Interstellar Elite Combat is a 1991 role-playing game published by Game Masters Associated.

==Gameplay==
Interstellar Elite Combat is a game in which a far future humanity has evolved through various ages, now on the brink of the Ultratech Age. In this era, the Ultratech Elite, highly trained warriors, dominate the battlefield. These elites come from two distinct Zones: the capitalist Neutral Zone and the techno-tyrannical Imperial Zone. Both Zones produce supreme warriors who enjoy the lifestyle of the rich and famous, participating in the Games of Hem-Shalam for glory and wealth. The game is comprehensive, including rules, tables, and mechanics, along with detailed histories of the Zones and the Hem-Shalam games. The book is illustrated and professionally laid out, featuring photocopiable sheets for various armor types and extensive lists of equipment. Players can start from various professions and aspire to become elites, engaging in combat that uses percentile dice and motion phases called "mophs." The combat system is complex, but designed to be fast and deadly. The introductory adventure includes subplots and NPCs.

==Publication history==
Shannon Appelcline noted that Wizards of the Coast began distributing the small-press role-playing game Interstellar Elite Combat in the early 1990s. Wizards put most of their RPG lines on hiatus when the collectible card game market crashed, and by 1994 they declared that they would not publish a second edition of Interstellar Elite Combat.
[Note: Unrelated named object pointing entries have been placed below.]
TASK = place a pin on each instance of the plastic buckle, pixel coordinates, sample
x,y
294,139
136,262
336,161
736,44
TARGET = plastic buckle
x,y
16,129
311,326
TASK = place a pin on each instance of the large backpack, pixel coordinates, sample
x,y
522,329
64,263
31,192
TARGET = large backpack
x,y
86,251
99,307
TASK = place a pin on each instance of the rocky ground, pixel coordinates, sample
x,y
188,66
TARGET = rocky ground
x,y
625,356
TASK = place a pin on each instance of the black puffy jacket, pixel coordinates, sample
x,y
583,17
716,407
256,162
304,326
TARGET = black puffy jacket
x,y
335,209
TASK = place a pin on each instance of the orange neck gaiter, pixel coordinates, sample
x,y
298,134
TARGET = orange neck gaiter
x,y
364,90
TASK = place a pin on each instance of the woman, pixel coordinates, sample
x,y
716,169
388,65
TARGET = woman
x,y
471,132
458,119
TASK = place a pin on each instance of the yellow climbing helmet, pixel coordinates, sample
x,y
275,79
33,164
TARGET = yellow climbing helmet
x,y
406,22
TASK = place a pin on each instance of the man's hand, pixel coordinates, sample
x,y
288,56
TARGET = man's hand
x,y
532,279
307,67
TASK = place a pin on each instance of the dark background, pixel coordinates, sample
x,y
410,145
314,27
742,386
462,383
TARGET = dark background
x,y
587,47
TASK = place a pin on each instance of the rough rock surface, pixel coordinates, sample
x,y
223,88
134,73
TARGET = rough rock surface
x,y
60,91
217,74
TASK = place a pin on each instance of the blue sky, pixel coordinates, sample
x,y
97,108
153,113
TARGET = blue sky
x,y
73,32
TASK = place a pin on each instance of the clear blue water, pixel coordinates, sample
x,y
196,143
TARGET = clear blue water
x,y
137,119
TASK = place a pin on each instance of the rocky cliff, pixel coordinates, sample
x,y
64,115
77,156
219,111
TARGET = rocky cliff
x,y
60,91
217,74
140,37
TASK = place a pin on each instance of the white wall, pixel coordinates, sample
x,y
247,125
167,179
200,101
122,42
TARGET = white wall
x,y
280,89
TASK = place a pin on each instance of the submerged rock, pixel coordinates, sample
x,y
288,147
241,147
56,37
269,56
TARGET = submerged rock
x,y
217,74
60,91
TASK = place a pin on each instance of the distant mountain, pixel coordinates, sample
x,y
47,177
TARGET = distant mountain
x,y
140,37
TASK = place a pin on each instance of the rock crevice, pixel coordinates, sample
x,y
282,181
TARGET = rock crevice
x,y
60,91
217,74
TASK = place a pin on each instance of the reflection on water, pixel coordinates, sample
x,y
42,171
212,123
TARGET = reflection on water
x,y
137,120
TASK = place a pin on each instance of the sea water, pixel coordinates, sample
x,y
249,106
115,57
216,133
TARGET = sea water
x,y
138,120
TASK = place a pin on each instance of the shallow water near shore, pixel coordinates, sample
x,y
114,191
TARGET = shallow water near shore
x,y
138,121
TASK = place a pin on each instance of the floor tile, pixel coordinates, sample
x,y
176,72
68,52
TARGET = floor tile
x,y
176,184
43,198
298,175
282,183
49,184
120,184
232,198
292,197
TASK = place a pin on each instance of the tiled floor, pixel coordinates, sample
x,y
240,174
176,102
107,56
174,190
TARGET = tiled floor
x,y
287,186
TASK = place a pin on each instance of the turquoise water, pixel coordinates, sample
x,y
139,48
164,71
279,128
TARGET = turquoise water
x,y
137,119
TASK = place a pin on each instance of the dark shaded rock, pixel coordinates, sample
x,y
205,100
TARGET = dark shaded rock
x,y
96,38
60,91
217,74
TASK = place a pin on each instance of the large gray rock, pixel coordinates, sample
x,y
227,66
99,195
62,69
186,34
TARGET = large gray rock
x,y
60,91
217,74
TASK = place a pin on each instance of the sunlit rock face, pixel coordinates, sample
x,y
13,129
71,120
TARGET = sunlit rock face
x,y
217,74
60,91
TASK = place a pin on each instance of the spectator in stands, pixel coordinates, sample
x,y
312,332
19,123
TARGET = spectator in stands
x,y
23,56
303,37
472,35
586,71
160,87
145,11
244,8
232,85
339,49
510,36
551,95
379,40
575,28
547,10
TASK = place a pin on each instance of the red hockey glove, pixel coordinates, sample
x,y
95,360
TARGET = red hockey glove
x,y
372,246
The supplement Interstellar Elite Arctic Combat was also published in 1991.

==Reception==
Allen Mixson reviewed Interstellar Elite Combat in White Wolf #28 (Aug./Sept., 1991), rating it a 4 out of 5 and stated that "Overall, Interstellar Elite Combat is a well-written, highly detailed system [...] If you like a game where you roleplay instead of acting out technicalities, this game is for you."